Sitaram Yechury argued for the need to understand the imperialist-globalisation policies as part of the process of capitalist development in its current phase. The widest mobilisation against it is a pre-requisite for any social change we may choose to usher, and a part of our democratic revolution, he said. Another point that emerged clearly from the addresses of both Yechury and Prakash Karat was that in the context of the imperialist offensive in the context of a uni-polar world, the struggle for socialism is going to be much more protracted struggle than communists had thought, and in the adjustments that needed to be made to the programme, as a consequence, it is important to realise that these is a need to engage with globalisation in order to build the material forces for a socialist alternative. As Karat said, there is a need to experiment with various forms of cooperative forms of ownership, to see the current stage of the fight for a socialist alternative in terms of defense of national sovereignty and democracy.


The reasons for this as priority were outlined in the analysis of the content of the current phase of imperialist onslaught on the lives of the people. C P Chandrashekhar showed, how far from leading to a growth in the industrial sector, it is leading to its collapse and a shift in investment to the service sector which serves in bringing down the cost of production for imperialism, but leads to a depletion of our own sectors of industry. Prabhat Patnaik argued that FDI is in the form of finance capital and not investment in production, which only increases the stranglehold of imperialism on third world economies like ours. Utsa Patnaik showed how the policies of our governments have resulted in an extreme agrarian crisis, and Madhura Swaminathan talked of the decline in rural credit available in the rural areas, and the collapse of the PDS which have aggravated the situation. The dismantling of the public health system at the behest of multinational pharmaceutical firms, and the privatisation of health care and education have virtually left the majority of the people defenseless and helpless in the face of the impact of globalisation policies, as apparent from the presentations of Imrana Qadir and Venkatesh Athreya.

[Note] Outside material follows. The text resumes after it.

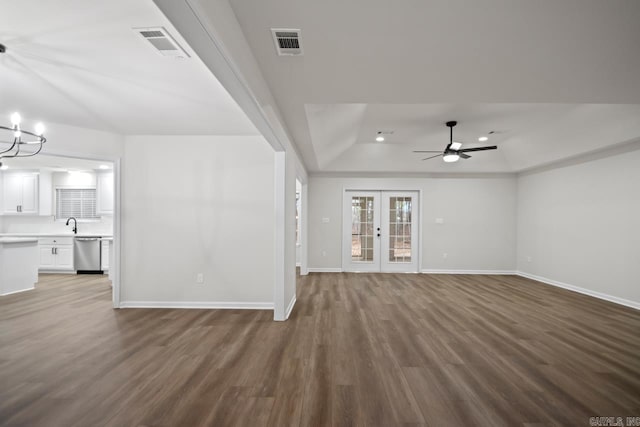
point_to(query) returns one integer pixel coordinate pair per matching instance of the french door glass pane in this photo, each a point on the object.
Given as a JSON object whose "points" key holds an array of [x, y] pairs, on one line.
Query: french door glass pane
{"points": [[399, 229], [362, 229]]}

In such a context it has been easy for sectarian and communal forces to intensify their hold on people. Tanika Sarkar outlined the growth of the RSS and its affiliated organisations, Malini Bhattacharya argued that secularism and a secular state are essential to the safeguarding of the democratic cause. Dr Thorat spoke on how the oppression of dalits is intrinsic to the agenda of sectarian religious forces, and T Jayaraman emphasised that the fight for a scientific temper is linked with democratic political moblisation. Without all these struggles it would be impossible to wean people away from the ruling class agendas. Thomas Isaac stressed decentralised planning as one way of mobilising people. U Vasuki outlined the positive gains from women’s participation in panchayats, while calling for ways to ensure that this participation remains effective and substantial. Subhasini Ali, stressed on the links between patriarchy and capitalism, and the necessity to undermine it even as she showed how women’s emancipation is linked with socialism.


In another session Walden Bello argued for opposing the militaristic agendas of the US in Iraq, and West Asia, and Aijaz Ahmad analysed the political agenda of the neo-conservatives and showed how the US has been guaranteeing the global interests of imperialism through a national state: it combines both roles as a modern Empire. A militarised US is a threat to democracy all over the world, not least through interference in domestic politics of third world countries.


The defense of democracy, as it emerged from the seminar, includes anti-imperialism, just as the defense of economic sovereignty is not possible without safeguarding democracy within our country. This was the message of the seminar, and no doubt an indication of the issues that are likely to be discussed during the congress.